Par convention ratifiée le 23 juillet 2024 par le

Tribunal d'arrondissement de Lausanne pour valoir ordonnance de mesures

protectrices de l'union conjugale, les époux ont convenu qu'à compter du 1er

août 2024 la contribution d'entretien de 300 fr. due par A.________ en faveur

de sa fille était supprimée et que le droit de visite continuerait à s'exercer

par l'intermédiaire du Point Rencontre.

F.

Selon les explications du SPOP demeurées non contestées, ce dernier a signifié

à A.________ le 9 septembre 2024 qu'il envisageait de refuser le renouvellement

de son autorisation de séjour et de prononcer son renvoi de Suisse. Toujours

selon le SPOP, A.________ ne s'est pas déterminé dans le délai qui lui avait

été imparti pour ce faire.

Par décision du 5 mars 2025, le SPOP a refusé de

prolonger l'autorisation de séjour d'A.________ et a prononcé son renvoi de

Suisse. Il a retenu que l'union conjugale avait duré moins de trois ans, qu'aucune

raison personnelle majeure ne justifiait la poursuite du séjour en Suisse et

que la relation du prénommé avec sa fille ne pouvait pas être considérée comme

particulièrement significative et importante dans la mesure où il ne voyait

l'enfant que deux fois par mois au Point Rencontre pour une durée maximale de

deux heures. Son intégration ne pouvait en outre pas être considérée comme

réussie, compte tenu des prestations sociales qu'il avait perçues jusqu'au 31

juillet 2024 pour un montant total de 65'835 fr. et des condamnations dont il

avait fait l'objet de 2017 à 2022. Il ne ressortait enfin pas du dossier qu'il

existerait un obstacle à son retour en Tunisie.
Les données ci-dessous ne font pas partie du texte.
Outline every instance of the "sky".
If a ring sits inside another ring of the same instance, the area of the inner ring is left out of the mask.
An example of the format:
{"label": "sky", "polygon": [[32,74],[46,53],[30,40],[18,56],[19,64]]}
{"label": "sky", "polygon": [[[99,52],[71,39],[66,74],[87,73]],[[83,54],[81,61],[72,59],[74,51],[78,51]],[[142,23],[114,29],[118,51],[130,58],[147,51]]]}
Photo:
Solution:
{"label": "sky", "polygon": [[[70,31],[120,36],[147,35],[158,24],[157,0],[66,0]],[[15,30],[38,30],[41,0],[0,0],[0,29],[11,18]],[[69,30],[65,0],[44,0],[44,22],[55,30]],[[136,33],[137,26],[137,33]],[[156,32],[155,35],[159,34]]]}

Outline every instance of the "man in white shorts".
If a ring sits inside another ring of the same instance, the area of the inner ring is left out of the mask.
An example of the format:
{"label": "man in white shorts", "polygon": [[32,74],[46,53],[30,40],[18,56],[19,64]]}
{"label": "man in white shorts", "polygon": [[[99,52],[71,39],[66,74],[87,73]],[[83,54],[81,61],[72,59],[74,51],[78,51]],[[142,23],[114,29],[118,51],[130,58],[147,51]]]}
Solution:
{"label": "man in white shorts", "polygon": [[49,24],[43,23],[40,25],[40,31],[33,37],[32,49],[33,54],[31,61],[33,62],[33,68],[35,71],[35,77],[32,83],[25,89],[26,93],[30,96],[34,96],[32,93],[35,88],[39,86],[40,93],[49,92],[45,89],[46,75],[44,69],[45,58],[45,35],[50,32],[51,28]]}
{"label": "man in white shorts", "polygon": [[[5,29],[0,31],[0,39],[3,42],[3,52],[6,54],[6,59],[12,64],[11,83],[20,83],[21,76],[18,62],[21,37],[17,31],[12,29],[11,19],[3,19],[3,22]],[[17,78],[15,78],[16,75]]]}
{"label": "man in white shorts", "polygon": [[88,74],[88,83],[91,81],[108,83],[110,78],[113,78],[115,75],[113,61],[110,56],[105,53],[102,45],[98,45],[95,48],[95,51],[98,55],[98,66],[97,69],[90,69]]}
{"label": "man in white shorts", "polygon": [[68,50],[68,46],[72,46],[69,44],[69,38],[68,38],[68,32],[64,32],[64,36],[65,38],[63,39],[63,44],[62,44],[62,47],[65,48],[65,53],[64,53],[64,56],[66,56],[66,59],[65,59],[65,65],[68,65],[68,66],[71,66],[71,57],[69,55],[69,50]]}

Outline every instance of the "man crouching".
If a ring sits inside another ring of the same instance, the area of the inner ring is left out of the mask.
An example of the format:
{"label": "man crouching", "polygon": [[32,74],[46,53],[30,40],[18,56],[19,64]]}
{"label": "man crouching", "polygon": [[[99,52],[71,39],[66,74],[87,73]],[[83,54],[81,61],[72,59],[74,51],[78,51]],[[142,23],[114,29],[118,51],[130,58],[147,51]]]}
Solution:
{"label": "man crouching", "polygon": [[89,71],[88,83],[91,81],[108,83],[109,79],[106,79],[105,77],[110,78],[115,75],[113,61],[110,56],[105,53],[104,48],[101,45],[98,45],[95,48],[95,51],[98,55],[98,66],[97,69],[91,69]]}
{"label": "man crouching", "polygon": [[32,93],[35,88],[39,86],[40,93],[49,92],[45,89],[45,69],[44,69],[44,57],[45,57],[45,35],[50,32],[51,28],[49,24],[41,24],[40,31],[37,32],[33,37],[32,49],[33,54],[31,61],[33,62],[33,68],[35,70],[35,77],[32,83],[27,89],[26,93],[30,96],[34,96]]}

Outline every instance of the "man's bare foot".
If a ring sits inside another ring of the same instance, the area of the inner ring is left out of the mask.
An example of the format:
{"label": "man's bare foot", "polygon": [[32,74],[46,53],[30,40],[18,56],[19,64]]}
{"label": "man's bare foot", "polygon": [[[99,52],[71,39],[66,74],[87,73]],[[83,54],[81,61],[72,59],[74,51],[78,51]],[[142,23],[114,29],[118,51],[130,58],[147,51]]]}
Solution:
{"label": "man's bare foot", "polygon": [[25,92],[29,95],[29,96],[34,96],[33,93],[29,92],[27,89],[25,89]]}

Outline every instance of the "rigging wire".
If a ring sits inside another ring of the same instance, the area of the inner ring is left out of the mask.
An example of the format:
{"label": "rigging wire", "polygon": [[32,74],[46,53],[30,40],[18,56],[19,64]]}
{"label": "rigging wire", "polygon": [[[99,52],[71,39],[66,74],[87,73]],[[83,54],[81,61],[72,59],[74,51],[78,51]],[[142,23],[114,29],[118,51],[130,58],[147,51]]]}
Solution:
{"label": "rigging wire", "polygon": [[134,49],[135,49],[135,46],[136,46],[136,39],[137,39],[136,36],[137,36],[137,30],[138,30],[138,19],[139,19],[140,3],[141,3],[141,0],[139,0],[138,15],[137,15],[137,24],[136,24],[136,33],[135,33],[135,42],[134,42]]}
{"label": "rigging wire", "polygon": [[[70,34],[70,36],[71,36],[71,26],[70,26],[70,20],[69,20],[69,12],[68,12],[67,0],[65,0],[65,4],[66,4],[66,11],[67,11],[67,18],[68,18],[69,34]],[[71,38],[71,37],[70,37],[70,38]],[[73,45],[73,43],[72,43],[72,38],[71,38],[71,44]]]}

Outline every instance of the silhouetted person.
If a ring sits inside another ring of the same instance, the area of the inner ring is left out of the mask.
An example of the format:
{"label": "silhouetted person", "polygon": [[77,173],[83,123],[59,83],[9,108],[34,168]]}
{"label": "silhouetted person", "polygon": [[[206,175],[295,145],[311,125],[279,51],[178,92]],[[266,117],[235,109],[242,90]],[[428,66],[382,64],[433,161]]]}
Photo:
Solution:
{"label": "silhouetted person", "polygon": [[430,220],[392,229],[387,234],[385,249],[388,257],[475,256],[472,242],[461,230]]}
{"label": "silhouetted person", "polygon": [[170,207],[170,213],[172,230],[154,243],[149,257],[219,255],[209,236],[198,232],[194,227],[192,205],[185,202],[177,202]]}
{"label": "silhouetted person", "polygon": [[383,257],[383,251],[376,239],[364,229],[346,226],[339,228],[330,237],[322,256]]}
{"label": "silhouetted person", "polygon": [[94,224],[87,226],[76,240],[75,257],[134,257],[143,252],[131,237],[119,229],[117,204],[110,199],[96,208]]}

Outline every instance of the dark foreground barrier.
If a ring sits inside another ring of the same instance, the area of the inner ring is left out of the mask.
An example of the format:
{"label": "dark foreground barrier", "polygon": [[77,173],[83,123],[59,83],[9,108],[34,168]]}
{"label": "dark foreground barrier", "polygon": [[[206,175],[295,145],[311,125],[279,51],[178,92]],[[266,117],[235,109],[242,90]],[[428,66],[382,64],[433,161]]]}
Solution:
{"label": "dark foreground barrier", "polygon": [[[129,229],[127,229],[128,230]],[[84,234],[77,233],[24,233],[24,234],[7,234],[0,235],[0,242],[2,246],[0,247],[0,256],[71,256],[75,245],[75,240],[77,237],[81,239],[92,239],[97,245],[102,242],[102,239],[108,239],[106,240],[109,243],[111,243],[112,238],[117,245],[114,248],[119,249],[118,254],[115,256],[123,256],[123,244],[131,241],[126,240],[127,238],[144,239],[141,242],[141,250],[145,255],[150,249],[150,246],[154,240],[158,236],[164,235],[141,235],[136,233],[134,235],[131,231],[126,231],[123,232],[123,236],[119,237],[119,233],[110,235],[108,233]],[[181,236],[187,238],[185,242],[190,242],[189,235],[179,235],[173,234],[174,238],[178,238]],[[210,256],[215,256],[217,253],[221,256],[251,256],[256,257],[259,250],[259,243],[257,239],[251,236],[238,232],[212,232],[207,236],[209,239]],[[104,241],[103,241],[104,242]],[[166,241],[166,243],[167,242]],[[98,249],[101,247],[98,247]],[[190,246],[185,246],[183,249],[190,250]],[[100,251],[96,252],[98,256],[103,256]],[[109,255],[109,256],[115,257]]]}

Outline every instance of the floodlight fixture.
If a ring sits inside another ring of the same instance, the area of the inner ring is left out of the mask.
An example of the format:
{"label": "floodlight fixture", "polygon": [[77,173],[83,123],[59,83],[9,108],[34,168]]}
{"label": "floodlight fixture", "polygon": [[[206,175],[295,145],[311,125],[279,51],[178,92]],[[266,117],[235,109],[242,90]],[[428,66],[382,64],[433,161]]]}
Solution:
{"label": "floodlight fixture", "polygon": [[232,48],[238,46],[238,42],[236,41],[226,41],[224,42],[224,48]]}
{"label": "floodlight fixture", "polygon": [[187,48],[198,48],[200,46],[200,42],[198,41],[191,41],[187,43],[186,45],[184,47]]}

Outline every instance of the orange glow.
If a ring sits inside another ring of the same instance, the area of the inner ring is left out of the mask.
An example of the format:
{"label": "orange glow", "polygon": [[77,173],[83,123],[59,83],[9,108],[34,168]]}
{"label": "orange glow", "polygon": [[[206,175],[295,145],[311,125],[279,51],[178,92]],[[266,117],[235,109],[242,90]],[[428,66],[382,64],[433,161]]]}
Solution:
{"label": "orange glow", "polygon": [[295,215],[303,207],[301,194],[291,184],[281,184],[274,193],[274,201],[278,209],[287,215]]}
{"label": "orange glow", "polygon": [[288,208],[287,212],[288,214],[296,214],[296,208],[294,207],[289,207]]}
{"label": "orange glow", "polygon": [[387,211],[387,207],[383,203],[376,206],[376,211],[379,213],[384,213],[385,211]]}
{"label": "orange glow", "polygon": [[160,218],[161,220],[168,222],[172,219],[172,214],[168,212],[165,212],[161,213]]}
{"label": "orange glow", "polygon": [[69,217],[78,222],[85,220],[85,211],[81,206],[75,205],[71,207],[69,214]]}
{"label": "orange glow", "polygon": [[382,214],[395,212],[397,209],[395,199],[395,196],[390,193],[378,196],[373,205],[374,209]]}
Le 11 avril 2025, A.________ a formé opposition

contre cette décision. Il a invoqué sa bonne intégration en Suisse en se

prévalant du fait qu'il parlait bien français, qu'il avait travaillé quand cela

avait été possible et qu'il avait dû recourir à l'aide sociale lorsqu'il ne

disposait pas d'autorisation de séjour valable. Il a indiqué qu'il vivait en

Suisse depuis 13 ans et qu'il y comptait tous ses liens sociaux, notamment sa

fille et des amis. Ajoutant qu'une procédure de divorce était en cours, il a

fait valoir que son épouse ne le laissait pas voir sa fille et qu'en cas de

renvoi en Tunisie il serait définitivement coupé de son enfant, qu'il ne pourrait

même plus joindre par téléphone. Il a encore relevé qu'au vu de son âge il lui

serait impossible de retrouver un travail en Tunisie, où il ne comptait

personne pour l'aider à se réintégrer et à travailler ou pour l'aider

financièrement. Un renvoi dans son pays d'origine le contraindrait ainsi à

vivre dans des conditions "inhumaines".

G.

Par décision sur opposition du 15 avril 2025, le SPOP a rejeté

l'opposition formée par A.________, a confirmé sa décision du 5 mars 2025 et a

prolongé au 26 mai 2025 le délai imparti à l'intéressé pour quitter la Suisse. Il

a retenu que les époux vivaient séparés depuis le 24 novembre 2021, qu'aucune

reprise de la vie commune n'était envisagée et que l'union conjugale avait duré

moins de trois ans. Il a ajouté que l'intéressé ne pouvait pas non plus invoquer

l'art. 8 CEDH dès lors qu'il n'entretenait que de rares contacts avec sa fille.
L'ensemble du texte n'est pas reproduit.